La production d’Iphigénie en Tauride proposée à Rouen est bien connue des amateurs de chant lyrique : Robert Carsen l’a conçue en 2006 pour le Lyric Opera of Chicago avant d’être reprise à San Francisco, à Londres et à Paris, la chronique musicale du Monde voyant dans ce spectacle « l’une des plus grandes mises en scène » du dramaturge canadien. À l’exact opposé de sa production d’Alcina, toute parée de blanc, qui continue de faire les beaux jours du palais Garnier, l’Iphigénie de Bob Carsen a l’éclat aveuglant d’un diamant noir.
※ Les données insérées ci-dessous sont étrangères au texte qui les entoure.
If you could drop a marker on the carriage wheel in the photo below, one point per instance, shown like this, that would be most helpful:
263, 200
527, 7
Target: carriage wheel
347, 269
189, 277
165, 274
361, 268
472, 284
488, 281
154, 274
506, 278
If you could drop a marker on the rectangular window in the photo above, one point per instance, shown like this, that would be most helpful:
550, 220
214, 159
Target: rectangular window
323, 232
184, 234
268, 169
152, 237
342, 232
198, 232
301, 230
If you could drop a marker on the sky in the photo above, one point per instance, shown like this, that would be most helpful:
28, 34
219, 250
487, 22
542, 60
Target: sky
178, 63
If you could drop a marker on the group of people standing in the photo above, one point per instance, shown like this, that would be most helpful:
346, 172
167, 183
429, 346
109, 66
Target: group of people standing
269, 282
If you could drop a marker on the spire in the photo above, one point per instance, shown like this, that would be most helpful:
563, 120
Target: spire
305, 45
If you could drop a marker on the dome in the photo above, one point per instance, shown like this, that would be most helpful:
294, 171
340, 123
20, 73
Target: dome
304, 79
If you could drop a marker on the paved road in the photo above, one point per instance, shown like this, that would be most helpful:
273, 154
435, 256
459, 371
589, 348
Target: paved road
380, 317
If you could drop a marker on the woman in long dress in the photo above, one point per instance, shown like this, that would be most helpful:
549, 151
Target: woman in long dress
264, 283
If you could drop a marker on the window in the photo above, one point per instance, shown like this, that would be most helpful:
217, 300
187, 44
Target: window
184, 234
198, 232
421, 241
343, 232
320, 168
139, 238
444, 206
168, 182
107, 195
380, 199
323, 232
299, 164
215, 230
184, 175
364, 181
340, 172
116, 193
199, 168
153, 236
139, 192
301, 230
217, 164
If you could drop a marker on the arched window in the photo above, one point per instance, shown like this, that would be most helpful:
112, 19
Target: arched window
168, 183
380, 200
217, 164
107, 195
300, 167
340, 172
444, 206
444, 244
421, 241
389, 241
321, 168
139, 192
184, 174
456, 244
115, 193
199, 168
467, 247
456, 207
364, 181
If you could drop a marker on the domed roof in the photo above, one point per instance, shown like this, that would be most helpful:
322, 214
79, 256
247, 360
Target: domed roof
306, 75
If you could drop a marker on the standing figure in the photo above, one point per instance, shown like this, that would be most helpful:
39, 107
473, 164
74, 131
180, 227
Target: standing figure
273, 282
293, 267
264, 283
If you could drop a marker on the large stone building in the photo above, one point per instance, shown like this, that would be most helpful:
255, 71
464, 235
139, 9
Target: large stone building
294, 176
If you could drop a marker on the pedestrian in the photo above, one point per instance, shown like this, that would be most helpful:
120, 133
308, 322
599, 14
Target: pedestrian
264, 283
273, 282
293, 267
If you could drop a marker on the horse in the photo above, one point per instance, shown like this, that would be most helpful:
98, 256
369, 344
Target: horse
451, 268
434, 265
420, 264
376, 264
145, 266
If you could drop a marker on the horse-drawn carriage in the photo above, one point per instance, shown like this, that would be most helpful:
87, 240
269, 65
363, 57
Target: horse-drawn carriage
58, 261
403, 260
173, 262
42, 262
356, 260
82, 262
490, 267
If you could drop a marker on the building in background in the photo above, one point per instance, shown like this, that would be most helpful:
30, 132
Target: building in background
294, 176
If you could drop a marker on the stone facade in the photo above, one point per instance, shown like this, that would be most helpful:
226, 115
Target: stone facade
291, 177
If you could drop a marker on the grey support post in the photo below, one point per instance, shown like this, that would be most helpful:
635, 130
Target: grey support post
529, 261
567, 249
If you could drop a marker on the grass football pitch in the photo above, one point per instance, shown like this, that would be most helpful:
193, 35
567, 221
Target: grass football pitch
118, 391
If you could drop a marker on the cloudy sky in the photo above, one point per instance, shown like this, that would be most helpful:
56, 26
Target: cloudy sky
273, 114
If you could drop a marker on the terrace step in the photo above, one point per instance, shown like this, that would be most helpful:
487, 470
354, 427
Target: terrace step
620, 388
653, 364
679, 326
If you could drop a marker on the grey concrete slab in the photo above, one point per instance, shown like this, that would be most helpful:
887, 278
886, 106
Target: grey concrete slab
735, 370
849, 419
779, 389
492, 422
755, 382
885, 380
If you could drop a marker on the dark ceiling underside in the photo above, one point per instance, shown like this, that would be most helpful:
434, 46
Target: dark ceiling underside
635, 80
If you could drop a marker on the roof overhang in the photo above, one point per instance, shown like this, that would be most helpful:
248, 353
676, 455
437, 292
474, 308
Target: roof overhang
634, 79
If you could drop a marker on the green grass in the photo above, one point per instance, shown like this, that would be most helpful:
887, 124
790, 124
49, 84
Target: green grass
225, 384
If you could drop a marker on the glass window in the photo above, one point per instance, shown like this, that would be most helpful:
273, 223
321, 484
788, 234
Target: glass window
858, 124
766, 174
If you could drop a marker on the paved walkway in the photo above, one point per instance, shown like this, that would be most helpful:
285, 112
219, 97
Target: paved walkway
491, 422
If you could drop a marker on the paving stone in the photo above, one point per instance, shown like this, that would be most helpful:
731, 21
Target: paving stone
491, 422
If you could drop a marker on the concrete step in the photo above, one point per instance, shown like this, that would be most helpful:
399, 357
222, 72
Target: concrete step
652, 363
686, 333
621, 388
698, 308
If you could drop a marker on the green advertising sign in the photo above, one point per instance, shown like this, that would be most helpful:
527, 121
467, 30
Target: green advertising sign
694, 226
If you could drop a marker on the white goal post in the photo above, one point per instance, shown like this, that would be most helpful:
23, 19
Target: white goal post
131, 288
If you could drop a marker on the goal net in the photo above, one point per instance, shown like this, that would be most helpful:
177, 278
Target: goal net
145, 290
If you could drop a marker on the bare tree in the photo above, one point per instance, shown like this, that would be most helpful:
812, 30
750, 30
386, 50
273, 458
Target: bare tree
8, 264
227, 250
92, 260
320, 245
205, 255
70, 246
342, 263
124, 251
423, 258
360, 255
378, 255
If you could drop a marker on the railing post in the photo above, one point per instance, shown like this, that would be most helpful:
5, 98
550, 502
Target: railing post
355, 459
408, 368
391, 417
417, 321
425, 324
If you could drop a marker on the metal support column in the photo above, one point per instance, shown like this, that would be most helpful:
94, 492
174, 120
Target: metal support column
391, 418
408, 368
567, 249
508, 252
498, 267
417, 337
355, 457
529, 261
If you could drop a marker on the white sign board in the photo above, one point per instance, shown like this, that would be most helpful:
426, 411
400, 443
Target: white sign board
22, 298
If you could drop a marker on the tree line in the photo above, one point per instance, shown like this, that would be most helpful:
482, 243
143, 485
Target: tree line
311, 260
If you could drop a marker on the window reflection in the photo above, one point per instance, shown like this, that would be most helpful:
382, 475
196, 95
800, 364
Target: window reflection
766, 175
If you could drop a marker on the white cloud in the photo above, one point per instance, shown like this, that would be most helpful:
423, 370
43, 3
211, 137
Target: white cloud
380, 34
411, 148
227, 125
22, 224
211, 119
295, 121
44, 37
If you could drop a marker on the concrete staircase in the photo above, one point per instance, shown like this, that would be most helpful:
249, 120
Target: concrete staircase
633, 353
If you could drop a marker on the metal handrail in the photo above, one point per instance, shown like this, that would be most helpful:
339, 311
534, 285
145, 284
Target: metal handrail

D’une sobriété primitive, le dispositif scénique se résume à une immense boite noire aux murs d’ardoise sur lesquelles les protagonistes du drame inscriront à la craie les noms des victimes de cette tragédie familiale et politique. Le pari du minimalisme est assumé de manière radicale : les costumes – simples tuniques ou chemises de jais – n’en sont pas vraiment et Robert Carsen ne place entre les mains de ses comédiens-chanteurs qu’un unique accessoire, un glaive qui passe de main en main et dont l’acier poli reflète l’obscure clarté des éclairages réglés au cordeau par le metteur en scène lui-même assisté de Peter van Praet. Présentée au théâtre des Arts reconstruit après-guerre dans un style industriel brut, cette sombre Iphigénie prolonge merveilleusement la salle aux murs noirs et plonge d’emblée le spectateur dans une nuit aussi épaisse que celle des temps reculés de la Grèce archaïque.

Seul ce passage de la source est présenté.